On s'enfonce Monseigneur.


 On s’enfonce Monseigneur, on s’enfonce.

Allons bon, n’avez vous pas autre chose à dire, et surtout à faire ? Rien n’est jamais perdu. Je compte sur vous pour le faire savoir.

Mais enfin Monseigneur, la récolte est mauvaise, comme c’est le cas hélas depuis des années. Les journaliers désœuvrés rejoignent les bandes pour piller nos villages. On a plus de quoi nourrir nos bêtes et, pardon, j’aurais dû commencer par là, nos gens.

Les métayers sont faméliques et je ne parle pas de leurs enfants pour ne pas trop en dire, enfin si c’est bien triste, les avez-vous vus ?

Que me racontez-vous là. Suis-je le Bon Dieu ? Si les récoltes sont mauvaises c’est quand même de sa faute.

Vous blasphémez Monseigneur. Vos pairs ont su se diversifier.

Comment osez-vous ? Restez donc à votre place. Toutes ces choses sont bien trop complexes, vous n’êtes qu’un paysan ! C’est à moi que vous devez d’être un peu mieux loti. Ne l’oubliez pas et tenez votre langue.

Si je me tais Monseigneur, personne ne prendra le relais. Il n’est pas trop tard. Lorsque le peuple a faim vous savez qu’il n’essaieront pas de vous faire entendre raison. Ils prendront les fourches et les torches.
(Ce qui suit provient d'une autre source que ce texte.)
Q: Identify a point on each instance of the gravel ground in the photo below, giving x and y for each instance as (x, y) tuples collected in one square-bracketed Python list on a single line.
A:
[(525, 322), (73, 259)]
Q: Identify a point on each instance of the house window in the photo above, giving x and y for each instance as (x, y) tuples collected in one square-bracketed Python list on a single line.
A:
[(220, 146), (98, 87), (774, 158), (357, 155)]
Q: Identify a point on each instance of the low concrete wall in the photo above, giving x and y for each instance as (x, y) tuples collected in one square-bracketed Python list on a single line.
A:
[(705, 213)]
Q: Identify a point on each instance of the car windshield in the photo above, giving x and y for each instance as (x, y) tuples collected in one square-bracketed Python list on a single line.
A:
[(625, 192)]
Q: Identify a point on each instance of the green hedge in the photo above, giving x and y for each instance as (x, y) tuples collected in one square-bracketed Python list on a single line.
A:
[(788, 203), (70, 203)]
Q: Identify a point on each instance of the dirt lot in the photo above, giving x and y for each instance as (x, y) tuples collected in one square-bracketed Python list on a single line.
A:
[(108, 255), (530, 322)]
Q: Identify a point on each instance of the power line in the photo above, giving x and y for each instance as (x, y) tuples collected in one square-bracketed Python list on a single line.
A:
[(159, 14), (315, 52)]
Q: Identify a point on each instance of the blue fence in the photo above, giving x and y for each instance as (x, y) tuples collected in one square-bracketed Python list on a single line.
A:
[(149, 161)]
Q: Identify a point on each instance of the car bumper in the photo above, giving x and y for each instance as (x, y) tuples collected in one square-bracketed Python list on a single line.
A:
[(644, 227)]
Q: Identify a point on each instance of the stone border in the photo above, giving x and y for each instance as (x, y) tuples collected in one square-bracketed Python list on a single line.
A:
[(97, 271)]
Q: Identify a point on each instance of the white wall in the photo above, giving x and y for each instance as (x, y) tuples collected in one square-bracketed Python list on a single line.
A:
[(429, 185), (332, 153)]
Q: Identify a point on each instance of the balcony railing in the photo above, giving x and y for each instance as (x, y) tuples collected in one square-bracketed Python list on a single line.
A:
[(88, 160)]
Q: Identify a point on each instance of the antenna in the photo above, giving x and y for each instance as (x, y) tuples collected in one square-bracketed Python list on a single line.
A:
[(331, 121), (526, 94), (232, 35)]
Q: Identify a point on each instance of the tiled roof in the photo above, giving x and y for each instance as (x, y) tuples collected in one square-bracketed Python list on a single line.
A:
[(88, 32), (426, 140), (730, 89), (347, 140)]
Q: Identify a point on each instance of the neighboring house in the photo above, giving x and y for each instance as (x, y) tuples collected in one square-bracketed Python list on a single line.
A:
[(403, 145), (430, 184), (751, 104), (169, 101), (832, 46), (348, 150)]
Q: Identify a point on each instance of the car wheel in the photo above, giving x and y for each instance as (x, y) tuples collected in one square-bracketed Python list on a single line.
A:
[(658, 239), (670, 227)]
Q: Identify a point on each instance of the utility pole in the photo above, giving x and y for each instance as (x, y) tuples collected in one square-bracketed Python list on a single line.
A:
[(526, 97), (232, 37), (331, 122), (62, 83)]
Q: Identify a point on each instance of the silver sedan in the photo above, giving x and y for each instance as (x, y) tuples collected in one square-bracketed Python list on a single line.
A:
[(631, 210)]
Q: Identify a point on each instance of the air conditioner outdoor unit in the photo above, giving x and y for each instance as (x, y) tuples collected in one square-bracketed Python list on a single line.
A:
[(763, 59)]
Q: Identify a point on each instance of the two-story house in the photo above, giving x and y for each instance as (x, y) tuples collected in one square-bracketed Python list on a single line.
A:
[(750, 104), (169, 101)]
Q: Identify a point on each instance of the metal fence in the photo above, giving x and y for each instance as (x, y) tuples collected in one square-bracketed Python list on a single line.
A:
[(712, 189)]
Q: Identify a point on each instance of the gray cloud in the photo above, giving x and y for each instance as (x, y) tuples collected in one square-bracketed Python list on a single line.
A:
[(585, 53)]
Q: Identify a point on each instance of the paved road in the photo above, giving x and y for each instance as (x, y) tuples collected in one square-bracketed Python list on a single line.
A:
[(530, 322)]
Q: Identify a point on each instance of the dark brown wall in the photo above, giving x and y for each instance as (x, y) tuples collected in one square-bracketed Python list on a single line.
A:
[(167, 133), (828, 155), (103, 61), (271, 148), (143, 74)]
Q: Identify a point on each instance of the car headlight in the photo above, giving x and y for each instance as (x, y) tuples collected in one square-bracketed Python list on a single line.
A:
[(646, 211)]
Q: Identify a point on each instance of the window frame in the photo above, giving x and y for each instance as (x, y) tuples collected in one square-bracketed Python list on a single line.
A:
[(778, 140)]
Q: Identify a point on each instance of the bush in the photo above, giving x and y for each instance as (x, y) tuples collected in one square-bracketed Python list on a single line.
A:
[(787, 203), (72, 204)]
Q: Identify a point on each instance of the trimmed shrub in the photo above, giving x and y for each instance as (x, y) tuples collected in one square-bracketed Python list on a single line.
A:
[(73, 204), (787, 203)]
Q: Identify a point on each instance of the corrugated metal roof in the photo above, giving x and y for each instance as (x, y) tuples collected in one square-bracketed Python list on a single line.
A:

Vous le savez très bien.

Le château tombe en ruines et nous n’avons pas les moyens de payer les artisans. Ce n’est peut-être qu’un symbole, mais pour les gens ça compte. Vous connaissez toutes ces choses et vous ne faites rien.

Tiens donc, et que feriez-vous à ma place ?

Vous avez Monseigneur beaucoup de cartes en main. Vos forêts grouillent de gibier, et du bois il y en a. Le courant de vos rivières attend ses moulins, la récolte est mauvaise mais vous avez de quoi faire pousser autre chose, je ne suis pas expert, cherchez des spécialistes.

Tous vos gens désœuvrés seraient bien utiles si vous investissiez dans les manufactures. Je suis bien ignorant et ne saurait vous dire lesquelles, mes vos pairs …

Bon, vous l’avez déjà dit, cessez d’y faire référence.

C’est vrai Monseigneur, pardonnez mon audace, je me répète et je suis maladroit.

Mon bon je vous pardonne. J’avoue être un peu à la traîne. Si je vous suis bien il faudrait de l’audace. Mais je suis bien trop vieux pour entreprendre tout ça. Et comme vous le savez, la Marquise n’a plus toute sa tête.

Mon fils a entrepris des études pour être notaire ou avocat. Il n’y connaît rien aux affaires agricoles mais sur ce point je peux l’instruire. Il est brillant et sait y faire. 

Et pourquoi renoncerait-il à ses ambitions ?

Eh bien, c’est la carte maîtresse que vous avez en main, il a, euh, il soupire, enfin il ne pense …

Oui, dites, on a pas la journée !

Il s’est entiché de votre fille et voilà toute l’affaire.

Mais enfin, il rêve ! Et vous aussi d’ailleurs. Qu’on laisse ma fille faire ces noces avec un promis de son rang. La Marquise ne fera pas la différence vu son état, mais ne comptez pas sur moi pour accepter le marché.

Comme il vous plaira Monseigneur. Mais avez-vous parlé avec votre fille ? 

Vous avez vraiment l’art de vous mettre en danger. Croyez-vous que je ne pourrais vous révoquer sur le champ ?

Faites. Mon fils a du talent et pourrait en un an vous rendre prospère. Le promis en dentelles que vous escomptez saura-t’il sauver votre navire ?

Bon, laissez-moi y réfléchir. J’aimerais bien rencontrer le prodige, si ce n’est pas trop demander.

Monseigneur a de l’humour.

Et le fils a fait la fierté de son père. Il n’avait pas vraiment terminé ses études mais il a pris la main. Le domaine a prospéré, quelques idées de bon sens.

La fille du Marquis a dit oui en riant.

Tous les « gens » ont été invités.

Le Marquis a installé le beau père à l’étage. Plus de « Monseigneur » mais beaucoup de clins d’œil complices et de tapes dans le dos.